03 July 2013


Wapres

Jakarta, Kompas – Pemerintah menolak tuduhan bahwa pembagian beras untuk rakyat miskin kali ini buruk. Sebaliknya, dibandingkan dengan pembagian raskin sebelumnya, sistem saat ini jauh lebih baik karena dilakukan berdasarkan kartu perlindungan sosial.

“Kartu ini (kartu perlindungan sosial/KPS) justru untuk memastikan supaya orang yang miskin benar-benar menerima raskin sesuai alokasi jumlah yang direncanakan, tidak dibagi di antara penduduk desa seperti dulu,” kata Deputi Sekretaris Wakil Presiden Bidang Kesejahteraan Rakyat dan Penanggulangan Kemiskinan Bambang Widianto, Selasa (2/7), di Istana Wapres, Jakarta.

Menurut dia, pembagian raskin selama ini dinilai bermasalah, tidak tepat sasaran. Oleh kepala desa, raskin dibagi rata di antara penduduknya supaya tidak menimbulkan keributan. Akibatnya, orang miskin yang seharusnya menerima beras 15 kilogram (kg) hanya menerima, misalnya 10 kg. “Dengan cara itu, raskin juga jatuh ke tangan orang yang tidak miskin,” kata Bambang.

Dengan memakai KPS, pemerintah ingin memastikan agar orang miskin benar-benar menerima jatah raskin sesuai peruntukkannya. “Dengan kartu itu, orang memiliki kesadaran bahwa dirinya memiliki hak untuk menerima raskin dengan jatah penuh,” ujar Bambang.

Hasil survey Badan Pusat Statistik (BPS) menunjukkan penyaluran raskin kacau. Sebanyak 9,41 juta rumah tangga miskin hanya menerima 30 persen jatah. Sementara 3,14 juta rumah tangga miskin lainnya yang berhak bahkan tidak menerima jatah sama sekali.
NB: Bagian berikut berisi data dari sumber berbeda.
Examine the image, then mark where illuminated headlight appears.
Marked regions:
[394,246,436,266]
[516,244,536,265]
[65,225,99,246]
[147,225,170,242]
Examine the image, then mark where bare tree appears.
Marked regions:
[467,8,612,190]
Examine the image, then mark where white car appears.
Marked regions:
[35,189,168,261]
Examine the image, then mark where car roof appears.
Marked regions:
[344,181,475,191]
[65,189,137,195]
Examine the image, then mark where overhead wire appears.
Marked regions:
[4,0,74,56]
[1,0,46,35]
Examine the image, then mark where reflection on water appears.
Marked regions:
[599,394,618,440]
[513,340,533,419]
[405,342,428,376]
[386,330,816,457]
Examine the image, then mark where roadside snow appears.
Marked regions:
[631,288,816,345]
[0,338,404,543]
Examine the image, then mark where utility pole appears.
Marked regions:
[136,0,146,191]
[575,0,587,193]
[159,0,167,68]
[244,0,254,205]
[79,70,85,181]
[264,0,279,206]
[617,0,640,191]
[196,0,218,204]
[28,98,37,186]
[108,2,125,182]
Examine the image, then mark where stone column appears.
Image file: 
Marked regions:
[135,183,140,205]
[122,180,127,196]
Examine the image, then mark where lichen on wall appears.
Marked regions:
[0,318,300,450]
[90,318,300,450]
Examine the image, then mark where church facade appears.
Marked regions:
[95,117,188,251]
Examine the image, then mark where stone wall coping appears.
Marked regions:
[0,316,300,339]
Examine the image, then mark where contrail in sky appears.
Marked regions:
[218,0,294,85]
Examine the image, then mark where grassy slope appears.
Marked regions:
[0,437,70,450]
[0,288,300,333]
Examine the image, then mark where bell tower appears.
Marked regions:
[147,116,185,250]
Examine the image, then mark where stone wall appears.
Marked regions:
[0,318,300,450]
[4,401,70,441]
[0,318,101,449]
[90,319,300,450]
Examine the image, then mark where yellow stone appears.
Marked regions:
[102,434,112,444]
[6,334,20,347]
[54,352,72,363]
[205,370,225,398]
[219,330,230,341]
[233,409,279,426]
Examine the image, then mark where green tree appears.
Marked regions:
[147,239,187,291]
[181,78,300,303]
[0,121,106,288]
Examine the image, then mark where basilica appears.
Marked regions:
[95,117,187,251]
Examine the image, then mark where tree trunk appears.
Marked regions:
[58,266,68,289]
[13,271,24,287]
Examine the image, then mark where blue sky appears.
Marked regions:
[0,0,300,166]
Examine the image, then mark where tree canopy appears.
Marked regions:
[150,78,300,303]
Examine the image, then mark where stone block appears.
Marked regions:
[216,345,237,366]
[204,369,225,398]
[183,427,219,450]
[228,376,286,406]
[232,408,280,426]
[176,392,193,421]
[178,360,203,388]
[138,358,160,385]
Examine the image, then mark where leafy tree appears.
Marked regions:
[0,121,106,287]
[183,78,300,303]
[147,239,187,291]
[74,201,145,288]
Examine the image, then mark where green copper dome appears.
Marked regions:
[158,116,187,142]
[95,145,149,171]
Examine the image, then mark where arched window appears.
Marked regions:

Bambang menyampaikan, KPS sebesar 15,5 juta unit sudah selesai dicetak. Saat ini, pekerjaan yang harus diselesaikan adalah mendistribusikan KPS tersebut.

Untuk mempermudah penerima KPS yang berada jauh dari kantor pos, penyerahan KPS akan diikuti dengan penyerahan uang bantuan langsung sementara masyarakat (BLSM) sebesar Rp 300.000 untuk dua bulan. “Jadi, tidak lagi KPS dibagikan, lantas orang yang bersangkutan harus pergi lagi ke kantor pos,” kata Bambang.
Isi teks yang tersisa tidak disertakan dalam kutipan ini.